Additionally, I have heard different things about real estate investment amounts to become a permanent resident.

Can anyone refer me to some good scrappy lawyers who really know the details and how to navigate the system?

Thanks for your help!


----------



## Jreboll (Nov 23, 2013)

Try this:


https://soniadiazmexico.com/


----------



## NewToMx (20 d ago)

Thanks!


----------



## citlali (Mar 4, 2013)

I think Sonia ia a facilitator and not a lawyer.


----------



## eastwind (Jun 18, 2016)

The first part of the process is done with your local Mexican consulate in the US or Canada. What immigration path you get put on will be entirely determined before you come to Mexico (excepting if you make tourist trips before your big move). Mexican lawyers are less likely to be familiar with that part of the process, and there are a number of inconsistencies to navigate that are consulate-dependent and likely to be unknown to anyone in Mexico except expats that have previously used that particular consulate for their process.
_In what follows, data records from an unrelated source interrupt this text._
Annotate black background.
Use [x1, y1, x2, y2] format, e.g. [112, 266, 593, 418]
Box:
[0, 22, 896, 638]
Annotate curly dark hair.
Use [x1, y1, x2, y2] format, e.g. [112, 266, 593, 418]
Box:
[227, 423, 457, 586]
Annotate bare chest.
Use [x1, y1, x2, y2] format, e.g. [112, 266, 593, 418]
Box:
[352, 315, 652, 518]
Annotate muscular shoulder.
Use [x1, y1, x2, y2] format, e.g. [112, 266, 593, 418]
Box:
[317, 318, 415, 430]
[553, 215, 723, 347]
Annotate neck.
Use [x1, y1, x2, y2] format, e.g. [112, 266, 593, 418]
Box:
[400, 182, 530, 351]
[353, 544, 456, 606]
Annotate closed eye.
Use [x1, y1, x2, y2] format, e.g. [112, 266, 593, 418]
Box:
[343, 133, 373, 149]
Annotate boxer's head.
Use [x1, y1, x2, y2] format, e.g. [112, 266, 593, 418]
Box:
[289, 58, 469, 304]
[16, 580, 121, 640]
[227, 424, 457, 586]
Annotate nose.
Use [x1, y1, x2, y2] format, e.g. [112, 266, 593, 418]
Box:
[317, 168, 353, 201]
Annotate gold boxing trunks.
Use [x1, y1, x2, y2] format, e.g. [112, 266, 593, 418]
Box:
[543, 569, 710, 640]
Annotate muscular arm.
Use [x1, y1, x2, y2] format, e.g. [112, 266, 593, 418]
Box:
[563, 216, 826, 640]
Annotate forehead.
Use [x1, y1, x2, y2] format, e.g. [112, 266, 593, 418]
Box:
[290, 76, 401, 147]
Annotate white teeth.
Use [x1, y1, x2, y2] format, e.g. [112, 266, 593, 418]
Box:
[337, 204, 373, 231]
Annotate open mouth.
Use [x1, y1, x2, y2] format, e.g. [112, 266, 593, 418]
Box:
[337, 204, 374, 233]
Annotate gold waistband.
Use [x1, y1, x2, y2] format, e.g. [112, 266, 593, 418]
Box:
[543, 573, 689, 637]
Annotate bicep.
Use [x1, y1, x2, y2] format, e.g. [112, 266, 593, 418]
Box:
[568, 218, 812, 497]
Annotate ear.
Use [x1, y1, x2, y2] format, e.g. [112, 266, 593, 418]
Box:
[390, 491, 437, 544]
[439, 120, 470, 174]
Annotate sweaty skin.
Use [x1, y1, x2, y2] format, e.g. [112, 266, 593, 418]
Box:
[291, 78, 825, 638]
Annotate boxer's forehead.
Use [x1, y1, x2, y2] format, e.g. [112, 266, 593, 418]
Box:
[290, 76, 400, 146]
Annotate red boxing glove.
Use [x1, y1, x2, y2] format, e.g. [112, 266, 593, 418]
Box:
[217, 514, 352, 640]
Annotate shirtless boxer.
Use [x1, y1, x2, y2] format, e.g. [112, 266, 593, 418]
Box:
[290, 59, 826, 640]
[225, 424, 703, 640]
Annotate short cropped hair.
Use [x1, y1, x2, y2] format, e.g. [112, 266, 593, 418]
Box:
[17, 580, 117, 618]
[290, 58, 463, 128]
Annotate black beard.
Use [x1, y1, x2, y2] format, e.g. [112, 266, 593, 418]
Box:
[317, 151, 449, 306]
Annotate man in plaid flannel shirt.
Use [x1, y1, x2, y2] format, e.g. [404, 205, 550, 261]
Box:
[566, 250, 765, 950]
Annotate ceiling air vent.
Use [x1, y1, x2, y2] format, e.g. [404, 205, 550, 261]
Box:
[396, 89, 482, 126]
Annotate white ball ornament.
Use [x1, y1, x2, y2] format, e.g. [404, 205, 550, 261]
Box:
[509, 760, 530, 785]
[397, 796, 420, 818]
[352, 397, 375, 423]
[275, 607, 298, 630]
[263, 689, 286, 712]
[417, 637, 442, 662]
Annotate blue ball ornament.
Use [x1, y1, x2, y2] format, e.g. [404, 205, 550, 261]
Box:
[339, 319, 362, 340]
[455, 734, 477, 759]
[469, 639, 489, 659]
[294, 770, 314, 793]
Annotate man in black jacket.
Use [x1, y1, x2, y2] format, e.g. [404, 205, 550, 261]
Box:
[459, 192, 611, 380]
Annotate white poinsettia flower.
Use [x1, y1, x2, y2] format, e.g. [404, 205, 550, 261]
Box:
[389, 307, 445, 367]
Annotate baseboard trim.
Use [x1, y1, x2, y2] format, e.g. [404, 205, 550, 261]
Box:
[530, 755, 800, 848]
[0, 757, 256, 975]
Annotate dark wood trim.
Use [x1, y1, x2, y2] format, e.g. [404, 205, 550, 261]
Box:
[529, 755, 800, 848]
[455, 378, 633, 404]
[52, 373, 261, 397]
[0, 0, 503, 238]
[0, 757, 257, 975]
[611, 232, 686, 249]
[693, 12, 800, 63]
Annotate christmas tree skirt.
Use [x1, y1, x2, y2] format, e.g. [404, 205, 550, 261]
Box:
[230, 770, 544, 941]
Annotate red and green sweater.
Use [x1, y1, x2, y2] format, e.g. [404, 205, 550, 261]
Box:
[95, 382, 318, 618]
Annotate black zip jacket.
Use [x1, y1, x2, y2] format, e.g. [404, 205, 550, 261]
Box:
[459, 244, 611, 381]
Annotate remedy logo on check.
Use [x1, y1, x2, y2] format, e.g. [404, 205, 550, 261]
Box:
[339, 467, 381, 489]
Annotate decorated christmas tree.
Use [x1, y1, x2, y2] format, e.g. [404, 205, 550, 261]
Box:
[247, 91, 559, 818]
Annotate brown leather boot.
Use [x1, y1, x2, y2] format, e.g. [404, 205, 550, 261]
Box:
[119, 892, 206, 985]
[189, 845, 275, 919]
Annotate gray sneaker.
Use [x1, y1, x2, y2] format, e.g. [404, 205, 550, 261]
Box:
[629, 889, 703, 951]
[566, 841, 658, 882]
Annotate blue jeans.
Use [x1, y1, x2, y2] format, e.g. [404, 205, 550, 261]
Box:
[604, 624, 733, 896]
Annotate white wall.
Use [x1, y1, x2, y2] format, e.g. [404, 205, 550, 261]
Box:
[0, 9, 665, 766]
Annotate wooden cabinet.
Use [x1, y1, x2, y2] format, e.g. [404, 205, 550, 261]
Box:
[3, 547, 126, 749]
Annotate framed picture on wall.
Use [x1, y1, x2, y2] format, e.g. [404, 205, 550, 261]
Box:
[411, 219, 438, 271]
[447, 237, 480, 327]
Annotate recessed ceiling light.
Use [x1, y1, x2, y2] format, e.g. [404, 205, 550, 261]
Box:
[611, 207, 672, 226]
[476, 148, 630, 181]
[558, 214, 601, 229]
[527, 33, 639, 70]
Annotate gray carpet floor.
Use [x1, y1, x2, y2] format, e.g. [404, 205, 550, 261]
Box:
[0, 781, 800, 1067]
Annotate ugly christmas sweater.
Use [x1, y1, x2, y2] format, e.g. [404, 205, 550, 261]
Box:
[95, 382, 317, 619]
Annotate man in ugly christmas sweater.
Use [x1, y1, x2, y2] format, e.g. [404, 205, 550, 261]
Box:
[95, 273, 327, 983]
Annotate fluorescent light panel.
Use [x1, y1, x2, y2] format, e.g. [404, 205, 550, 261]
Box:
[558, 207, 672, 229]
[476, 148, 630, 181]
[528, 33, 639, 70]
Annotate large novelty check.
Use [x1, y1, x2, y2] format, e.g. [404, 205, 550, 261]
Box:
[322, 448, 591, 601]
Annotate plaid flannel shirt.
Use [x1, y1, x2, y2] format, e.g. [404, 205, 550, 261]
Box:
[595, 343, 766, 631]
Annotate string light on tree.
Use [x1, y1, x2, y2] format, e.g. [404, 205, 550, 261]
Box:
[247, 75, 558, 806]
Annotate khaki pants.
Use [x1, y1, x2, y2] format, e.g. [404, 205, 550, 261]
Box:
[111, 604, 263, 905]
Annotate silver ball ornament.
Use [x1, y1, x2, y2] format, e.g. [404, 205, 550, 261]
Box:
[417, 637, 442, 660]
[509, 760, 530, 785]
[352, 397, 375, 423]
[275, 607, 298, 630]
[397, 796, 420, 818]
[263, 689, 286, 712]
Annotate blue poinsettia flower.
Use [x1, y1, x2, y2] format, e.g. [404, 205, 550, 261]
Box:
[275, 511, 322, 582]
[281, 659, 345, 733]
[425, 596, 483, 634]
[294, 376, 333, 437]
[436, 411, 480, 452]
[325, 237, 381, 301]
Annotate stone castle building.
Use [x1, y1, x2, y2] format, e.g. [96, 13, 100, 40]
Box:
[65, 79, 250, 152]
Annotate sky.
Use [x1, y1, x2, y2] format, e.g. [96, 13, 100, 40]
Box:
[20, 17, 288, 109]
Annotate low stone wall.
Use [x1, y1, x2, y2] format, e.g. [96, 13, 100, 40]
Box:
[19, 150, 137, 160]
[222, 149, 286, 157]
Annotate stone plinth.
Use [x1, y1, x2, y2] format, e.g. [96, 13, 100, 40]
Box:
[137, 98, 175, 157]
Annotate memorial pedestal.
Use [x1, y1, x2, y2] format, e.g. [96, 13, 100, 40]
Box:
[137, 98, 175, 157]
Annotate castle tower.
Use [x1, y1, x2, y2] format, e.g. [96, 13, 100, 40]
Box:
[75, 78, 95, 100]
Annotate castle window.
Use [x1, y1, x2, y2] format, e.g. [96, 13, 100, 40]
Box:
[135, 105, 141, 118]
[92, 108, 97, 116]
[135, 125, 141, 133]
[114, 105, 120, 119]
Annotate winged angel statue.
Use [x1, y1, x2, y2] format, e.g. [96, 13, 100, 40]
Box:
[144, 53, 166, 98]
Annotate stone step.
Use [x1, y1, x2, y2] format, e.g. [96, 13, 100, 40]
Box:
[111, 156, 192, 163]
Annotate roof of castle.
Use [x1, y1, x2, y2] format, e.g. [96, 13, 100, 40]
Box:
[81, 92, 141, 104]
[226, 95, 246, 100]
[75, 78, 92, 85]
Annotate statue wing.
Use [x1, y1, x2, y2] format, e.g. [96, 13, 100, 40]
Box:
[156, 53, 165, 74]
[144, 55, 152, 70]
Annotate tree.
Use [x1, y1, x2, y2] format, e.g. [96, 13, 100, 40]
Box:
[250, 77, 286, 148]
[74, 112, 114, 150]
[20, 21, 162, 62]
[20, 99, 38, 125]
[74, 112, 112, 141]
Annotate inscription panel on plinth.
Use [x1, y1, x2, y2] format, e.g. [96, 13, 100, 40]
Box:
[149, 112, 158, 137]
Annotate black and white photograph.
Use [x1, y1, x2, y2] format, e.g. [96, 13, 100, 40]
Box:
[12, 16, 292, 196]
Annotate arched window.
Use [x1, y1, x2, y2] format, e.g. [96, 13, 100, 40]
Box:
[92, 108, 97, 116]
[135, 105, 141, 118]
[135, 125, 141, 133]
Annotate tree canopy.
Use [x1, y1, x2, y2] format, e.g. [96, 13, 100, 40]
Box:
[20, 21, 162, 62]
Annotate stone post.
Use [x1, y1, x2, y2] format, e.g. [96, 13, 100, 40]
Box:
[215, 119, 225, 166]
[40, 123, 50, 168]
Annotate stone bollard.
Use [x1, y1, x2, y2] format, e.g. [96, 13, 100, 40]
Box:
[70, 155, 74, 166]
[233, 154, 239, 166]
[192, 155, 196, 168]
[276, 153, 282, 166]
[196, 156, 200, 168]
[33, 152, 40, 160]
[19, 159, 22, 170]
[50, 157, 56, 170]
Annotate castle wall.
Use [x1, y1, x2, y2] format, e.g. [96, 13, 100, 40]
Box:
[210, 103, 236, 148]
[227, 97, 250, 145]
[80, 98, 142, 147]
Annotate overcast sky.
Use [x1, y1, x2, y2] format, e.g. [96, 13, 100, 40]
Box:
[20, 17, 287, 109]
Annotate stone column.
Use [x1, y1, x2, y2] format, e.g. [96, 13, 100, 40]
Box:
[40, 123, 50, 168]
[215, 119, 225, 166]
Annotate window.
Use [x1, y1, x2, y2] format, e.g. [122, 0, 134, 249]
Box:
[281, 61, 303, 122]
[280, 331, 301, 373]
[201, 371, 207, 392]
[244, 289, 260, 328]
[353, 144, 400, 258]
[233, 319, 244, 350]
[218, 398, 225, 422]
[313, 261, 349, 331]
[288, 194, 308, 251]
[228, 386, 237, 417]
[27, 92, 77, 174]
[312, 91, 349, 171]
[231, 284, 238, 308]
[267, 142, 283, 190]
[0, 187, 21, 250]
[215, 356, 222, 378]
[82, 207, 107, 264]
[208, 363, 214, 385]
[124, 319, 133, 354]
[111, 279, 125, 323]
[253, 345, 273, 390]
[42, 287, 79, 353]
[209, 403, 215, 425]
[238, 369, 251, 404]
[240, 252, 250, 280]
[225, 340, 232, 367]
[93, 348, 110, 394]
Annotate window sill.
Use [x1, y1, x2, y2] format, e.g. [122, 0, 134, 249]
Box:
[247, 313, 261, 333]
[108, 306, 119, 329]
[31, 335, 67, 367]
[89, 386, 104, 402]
So rather than just hire someone to do everything for you, you need to do your own research and figure out how you are going to deal with your local consulate (and which one that is, and how to contact them, etc) and get some idea of what path you are going to attempt. 

Where facilitators and lawyers can help is after you have been approved for some kind of residency and after you are here, they can help you work through the process you need to go through with the nearest Mexican INM (immigration) office to where you are first staying. They help you get the papers required by those steps together and tell you what to expect and maybe do some line-standing for you. 

But you have to go through the first part of the process with your Canadian Mexican consulate on your own. The consulate employees all speak English moderately well, unlike the INM employees in Mexico, who expect to be spoken to in Spanish. 

And inconsistencies are to be expected. When you do your internet research, you will see different numbers for qualification, and that is because different consulates each apply their own interpretation of the Mexican laws. You'll have to get used to that if you're going to live in Mexico, it's the way things are here. Plus the numbers change annually, so be certain you are looking at 2023 information. 

It is possible to get residency by virtue of having bought property, but it is a road few go down, due to the pitfalls of trying to buy property here when you don't know how things work or what you should be looking for and looking to avoid. It is a much more common and reasonable approach to move here and rent for a year or two before attempting to buy property. Taking that path avoids quite a few pitfalls, and I recommend you focus on the paths where you go for Residente Temporale or Residente Permanente based on your financial situation (your ability to support yourself without working, assuming you are retiring and moving to Mexico for retirement. 

Trying to move here and work is a whole other can of worms that seldom works out for people enquiring on this forum.


----------